Los Altos School District officials bristled last week over an advertisement placed in the Nov. 1 Town Crier describing proposed boundaries for reopening the Bullis-Purissima School campus in Los Altos Hills.
The ad, placed by a group of pro-Bullis Charter School parents, claimed the school board’s Oct. 9 decision not to place the charter school at the Bullis site would “have a dramatic effect on the neighborhoods in Los Altos.”
The ad displayed redrawn attendance boundary areas under a Sept. 22 proposal to reopen the Bullis-Purissima campus as an LASD K-6 “startup.”
“Since the district refuses to put the charter school at Bullis-Purissima, their plan is to start a district K-6 operation from scratch at Bullis in the fall of 2008,” the ad read. “Most of the students at the re-opened Bullis campus will come from Los Altos, requiring changes to school attendance areas in Los Altos. As a Los Altos resident, these changes could easily change which school your children will attend.” The ad further warned parents that “commuting across Foothill Expressway or El Monte may become part of your routine.”
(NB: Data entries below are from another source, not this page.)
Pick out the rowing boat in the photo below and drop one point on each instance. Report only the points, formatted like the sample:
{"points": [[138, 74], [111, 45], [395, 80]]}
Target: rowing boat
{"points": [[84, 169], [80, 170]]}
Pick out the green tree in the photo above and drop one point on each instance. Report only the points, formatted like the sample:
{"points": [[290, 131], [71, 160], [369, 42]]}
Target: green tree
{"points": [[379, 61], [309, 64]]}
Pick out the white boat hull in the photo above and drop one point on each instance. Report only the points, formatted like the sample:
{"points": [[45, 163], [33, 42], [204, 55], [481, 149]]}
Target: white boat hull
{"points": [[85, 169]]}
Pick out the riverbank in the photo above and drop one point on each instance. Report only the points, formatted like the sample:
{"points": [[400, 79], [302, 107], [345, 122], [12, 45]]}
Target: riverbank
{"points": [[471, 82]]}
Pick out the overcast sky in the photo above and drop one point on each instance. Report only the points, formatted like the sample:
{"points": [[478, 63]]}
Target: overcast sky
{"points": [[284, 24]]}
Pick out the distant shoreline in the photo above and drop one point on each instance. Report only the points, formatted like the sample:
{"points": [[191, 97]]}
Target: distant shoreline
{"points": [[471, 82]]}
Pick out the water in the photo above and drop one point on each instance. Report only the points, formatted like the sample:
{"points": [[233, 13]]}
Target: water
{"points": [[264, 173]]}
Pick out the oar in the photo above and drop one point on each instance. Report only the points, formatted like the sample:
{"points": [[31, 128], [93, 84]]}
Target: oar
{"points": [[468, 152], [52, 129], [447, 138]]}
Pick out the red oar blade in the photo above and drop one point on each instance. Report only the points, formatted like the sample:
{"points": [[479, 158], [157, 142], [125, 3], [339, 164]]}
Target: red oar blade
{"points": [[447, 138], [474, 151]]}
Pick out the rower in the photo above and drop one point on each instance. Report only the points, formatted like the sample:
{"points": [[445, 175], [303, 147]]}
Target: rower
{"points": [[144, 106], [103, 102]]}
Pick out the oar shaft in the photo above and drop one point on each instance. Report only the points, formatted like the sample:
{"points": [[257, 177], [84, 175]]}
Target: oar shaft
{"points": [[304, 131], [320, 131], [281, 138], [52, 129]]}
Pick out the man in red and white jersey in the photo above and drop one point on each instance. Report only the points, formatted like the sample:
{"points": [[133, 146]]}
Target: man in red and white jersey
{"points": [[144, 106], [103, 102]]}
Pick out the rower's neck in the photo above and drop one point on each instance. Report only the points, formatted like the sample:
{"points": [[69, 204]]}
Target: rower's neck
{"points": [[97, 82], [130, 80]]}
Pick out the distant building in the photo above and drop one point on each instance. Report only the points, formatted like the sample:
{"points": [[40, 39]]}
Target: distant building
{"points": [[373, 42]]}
Superintendent Tim Justus responded to the ad in a letter to parents, noting “the ad was not from the school district and is not an accurate representation of the facts. The ad was written and sponsored by supporters of the Bullis Charter School in an attempt to create confusion and unrest over the district’s decision not to place the charter school at the Bullis-Purissima School site.”
Justus said the information about proposed attendance areas is false, and that there are no proposed changes in district attendance areas at this time. … The location of the Bullis Charter School has no bearing on the district’s future adjustment of the attendance areas.”
The district board has agreed to keep the charter school in temporary classrooms on the Egan Intermediate School campus.
“I can assure you that our district will continue to identify and evaluate alternative locations to the Egan site for the charter school,” Justus wrote in his letter to parents.
He added that the district will begin working on identifying future attendance areas in early 2007.
LASD Board President Margot Harrigan said the boundary map used in last week’s ad was one of several early options discussed.
“Any future changes to the attendance areas will be discussed in public sessions and implemented over a period of years,” Justus said.
The ad, attributed to residents Thomas Cho, Francie Curtiss and Peter van der Linden, does not state that it is a paid advertisement.
Town Crier Publisher Paul Nyberg said the ad should have had clear attribution to a political group. “It slipped by us,” he said.